PP: Operating across cultures, how have different markets influenced your approach to fragrance?

KA: Enormously. Saudi Arabia has exposed us to a market with various tastes. Kuwait shows us an audience that is tradition-rooted but boldly experimental. Qatar reflects an elegant, refined customer who rewards craftsmanship and subtlety. The UAE has become a true meeting point of the world's fragrance cultures, where everything collides and creates something new. And the international market shows us the trend-driven customer needs.

We listen to all these voices. A fragrance house shaped by only one culture speaks only one dialect. We aspire to speak the full language.

PP: How important is storytelling in perfumery, and can a scent sometimes speak best on its own?

KA: Storytelling opens the door. The scent decides whether you stay. A compelling narrative gives the customer a way in,

it creates context and invites the imagination before the bottle is opened. But the moment fragrance meets skin, the story becomes secondary.

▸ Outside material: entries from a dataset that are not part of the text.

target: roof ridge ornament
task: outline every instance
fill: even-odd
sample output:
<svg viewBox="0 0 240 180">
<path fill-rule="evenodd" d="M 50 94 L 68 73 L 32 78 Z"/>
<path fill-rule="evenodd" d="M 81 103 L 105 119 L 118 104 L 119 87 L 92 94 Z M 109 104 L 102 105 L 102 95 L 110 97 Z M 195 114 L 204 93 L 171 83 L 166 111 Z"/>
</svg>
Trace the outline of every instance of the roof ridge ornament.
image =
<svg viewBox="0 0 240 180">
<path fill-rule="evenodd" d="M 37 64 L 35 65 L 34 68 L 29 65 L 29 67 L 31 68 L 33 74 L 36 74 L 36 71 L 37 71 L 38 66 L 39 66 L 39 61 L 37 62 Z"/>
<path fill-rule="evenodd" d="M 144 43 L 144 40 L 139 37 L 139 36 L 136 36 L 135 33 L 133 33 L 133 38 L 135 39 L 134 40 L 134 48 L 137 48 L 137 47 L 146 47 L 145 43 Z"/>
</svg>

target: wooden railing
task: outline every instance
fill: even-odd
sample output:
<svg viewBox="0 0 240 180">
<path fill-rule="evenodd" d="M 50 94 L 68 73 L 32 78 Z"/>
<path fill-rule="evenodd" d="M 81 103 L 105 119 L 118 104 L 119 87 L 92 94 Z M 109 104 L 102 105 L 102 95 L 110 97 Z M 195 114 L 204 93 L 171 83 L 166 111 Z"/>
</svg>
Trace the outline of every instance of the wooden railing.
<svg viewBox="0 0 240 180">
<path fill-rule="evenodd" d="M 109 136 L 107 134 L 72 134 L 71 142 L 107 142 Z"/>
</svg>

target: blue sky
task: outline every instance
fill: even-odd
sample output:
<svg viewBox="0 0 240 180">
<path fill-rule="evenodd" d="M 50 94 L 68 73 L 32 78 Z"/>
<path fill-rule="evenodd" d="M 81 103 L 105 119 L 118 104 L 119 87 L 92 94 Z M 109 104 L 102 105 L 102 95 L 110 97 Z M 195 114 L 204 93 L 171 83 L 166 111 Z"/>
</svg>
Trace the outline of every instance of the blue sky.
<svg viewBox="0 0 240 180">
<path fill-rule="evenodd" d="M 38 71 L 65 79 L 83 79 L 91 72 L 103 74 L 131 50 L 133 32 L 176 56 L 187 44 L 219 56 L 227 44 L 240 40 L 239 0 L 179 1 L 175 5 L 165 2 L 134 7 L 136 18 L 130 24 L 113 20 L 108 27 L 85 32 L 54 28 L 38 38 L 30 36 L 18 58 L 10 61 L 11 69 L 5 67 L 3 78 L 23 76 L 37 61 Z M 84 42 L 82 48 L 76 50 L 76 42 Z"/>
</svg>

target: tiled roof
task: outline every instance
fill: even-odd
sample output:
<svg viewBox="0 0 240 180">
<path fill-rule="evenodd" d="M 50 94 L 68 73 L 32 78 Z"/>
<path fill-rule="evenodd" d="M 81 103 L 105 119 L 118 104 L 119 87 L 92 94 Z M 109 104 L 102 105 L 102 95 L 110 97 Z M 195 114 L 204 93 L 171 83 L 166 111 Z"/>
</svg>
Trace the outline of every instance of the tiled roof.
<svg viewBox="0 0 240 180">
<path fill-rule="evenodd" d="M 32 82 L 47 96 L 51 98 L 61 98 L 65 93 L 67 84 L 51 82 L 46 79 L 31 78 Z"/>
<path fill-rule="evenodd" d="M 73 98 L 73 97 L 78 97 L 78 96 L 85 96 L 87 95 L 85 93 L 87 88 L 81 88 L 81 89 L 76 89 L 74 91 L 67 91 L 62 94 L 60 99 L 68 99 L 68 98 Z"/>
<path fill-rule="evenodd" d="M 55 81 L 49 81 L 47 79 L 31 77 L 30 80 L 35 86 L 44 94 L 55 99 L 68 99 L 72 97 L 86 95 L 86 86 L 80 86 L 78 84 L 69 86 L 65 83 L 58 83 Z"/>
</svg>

What matters is sensation: the opening, the development, the quiet signature left hours later. No narrative can manufacture that. Either it is there, or it is not.

I believe in both the story that draws you close and the silence that follows when the fragrance does what words cannot.

PP: What gives a fragrance lasting impact, beyond just how long it stays on the skin?

KA: Memory. Longevity on skin is a technical achievement. But the lasting impact of the reason someone wears the same scent for decades or associates a bottle with their wedding day is entirely emotional. A fragrance earns that place when it becomes part of someone's identity. When it aligns with who they are, rather than overpowering them. When it tells its truth quietly and consistently. We create fragrances hoping they will be worn once. We dream of them being worn for a lifetime.

PP: What message would you like to share with ParfumPlus readers?

KA: Trust your nose more than the name on the bottle. Fragrance is one of the last truly personal luxuries; it does not care about status or trends.

At Ahmed Al Maghribi, we have always believed that heritage, quality, and beauty belong to everyone. We will keep working to deserve the trust of every person who chooses us, and we are deeply grateful for each one.